Pytorch and Nvidia Problem

shylocks · 18 August 2020 14:13

Hi there, i have updated manjaro to the current branch using pacman -Syu :
Cuda 10.2 -> 11.0
Cudnn 7.6 -> 8.0
Pytorch 1.5.1 -> 1.6.0

But i got problem using python-pytorch-cuda, it says my nivida driver version is outdate.
nvidia-smi shows current nvidia driver version is 440xx, so i update nvidia driver to 450xx by using yay -S nvidia-beta-all, after that nvidia-smi shows

Failed to initialize NVML: Driver/library version mismatch

and python -c “import tensorflow as tf;tf.test.is_gpu_available();” shows

Use tf.config.list_physical_devices('GPU') instead.
2020-08-18 22:03:51.528883: I tensorflow/core/platform/cpu_feature_guard.cc:142] This TensorFlow binary is optimized with oneAPI Deep Neural Netw
ork Library (oneDNN)to use the following CPU instructions in performance-critical operations: SSE3 SSE4.1 SSE4.2 AVX AVX2 FMA
To enable them in other operations, rebuild TensorFlow with the appropriate compiler flags.
2020-08-18 22:03:51.533552: I tensorflow/core/platform/profile_utils/cpu_utils.cc:104] CPU Frequency: 3601000000 Hz
2020-08-18 22:03:51.533923: I tensorflow/compiler/xla/service/service.cc:168] XLA service 0x5604d208cf80 initialized for platform Host (this does
not guarantee that XLA will be used). Devices:
2020-08-18 22:03:51.533940: I tensorflow/compiler/xla/service/service.cc:176] StreamExecutor device (0): Host, Default Version
2020-08-18 22:03:51.535611: I tensorflow/stream_executor/platform/default/dso_loader.cc:48] Successfully opened dynamic library libcuda.so.1
2020-08-18 22:03:51.545474: E tensorflow/stream_executor/cuda/cuda_driver.cc:314] failed call to cuInit: CUDA_ERROR_UNKNOWN: unknown error
2020-08-18 22:03:51.545509: I tensorflow/stream_executor/cuda/cuda_diagnostics.cc:169] retrieving CUDA diagnostic information for host: manjaro
2020-08-18 22:03:51.545513: I tensorflow/stream_executor/cuda/cuda_diagnostics.cc:176] hostname: manjaro
2020-08-18 22:03:51.545591: I tensorflow/stream_executor/cuda/cuda_diagnostics.cc:200] libcuda reported version is: 450.57.0
2020-08-18 22:03:51.545612: I tensorflow/stream_executor/cuda/cuda_diagnostics.cc:204] kernel reported version is: 440.100.0
2020-08-18 22:03:51.545617: E tensorflow/stream_executor/cuda/cuda_diagnostics.cc:313] kernel version 440.100.0 does not match DSO version 450.57
.0 – cannot find working devices in this configuration

How can i fix that? Thank you very much for replying

Takei · 18 August 2020 14:27

The Nvidia 450xx drivers just today landed in testing. So you might have better luck switching to testing branch for a bit, updating and then installing the 450xx driver package with mhwd. Keep in mind though you might need to temporarily uninstall cuda to switch driver versions.
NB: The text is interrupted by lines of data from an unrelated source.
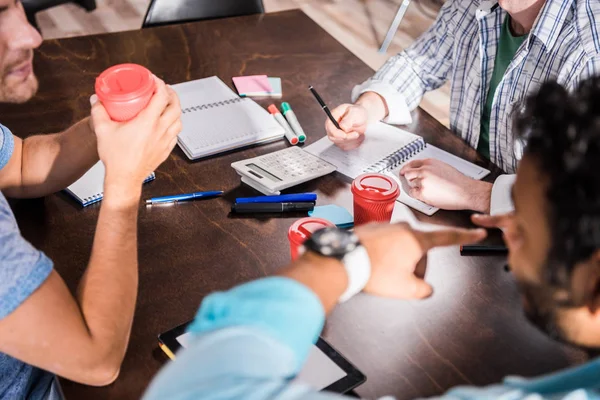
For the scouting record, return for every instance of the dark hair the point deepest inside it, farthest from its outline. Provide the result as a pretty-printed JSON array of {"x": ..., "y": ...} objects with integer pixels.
[{"x": 562, "y": 131}]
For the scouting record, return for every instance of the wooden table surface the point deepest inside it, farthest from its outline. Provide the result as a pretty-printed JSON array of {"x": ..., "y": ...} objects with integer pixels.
[{"x": 470, "y": 332}]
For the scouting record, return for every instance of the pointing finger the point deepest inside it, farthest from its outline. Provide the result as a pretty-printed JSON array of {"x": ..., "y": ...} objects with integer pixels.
[{"x": 449, "y": 237}]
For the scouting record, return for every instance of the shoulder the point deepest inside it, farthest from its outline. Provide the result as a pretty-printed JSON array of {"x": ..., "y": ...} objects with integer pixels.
[
  {"x": 588, "y": 26},
  {"x": 7, "y": 145},
  {"x": 23, "y": 268}
]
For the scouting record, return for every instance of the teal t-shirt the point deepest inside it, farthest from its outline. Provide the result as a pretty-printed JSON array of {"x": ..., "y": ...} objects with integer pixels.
[{"x": 507, "y": 48}]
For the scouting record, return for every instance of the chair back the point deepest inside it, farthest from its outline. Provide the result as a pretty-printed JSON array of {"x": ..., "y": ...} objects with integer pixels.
[{"x": 165, "y": 12}]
To switch to the testing branch you can use pacman-mirrors -a -S testing .

shylocks · 18 August 2020 15:05

After switch to the testing branch and install nvidia with sudo pacman -S mhwd mhwd-db && sudo mhwd -i pci video-nvidia-450xx.
The problem solved.Thank you very much!!
Besides, I think this may be a mistake for updateing cuda from 10.2 to 11.0 on the stable branch. cuda 11.0 relies on nvidia-450xx, but nvidia-450xx is unavailable on the the stable branch. This makes all cuda-related python machine learning packages failed.

system · 21 August 2020 15:05

This topic was automatically closed 3 days after the last reply. New replies are no longer allowed.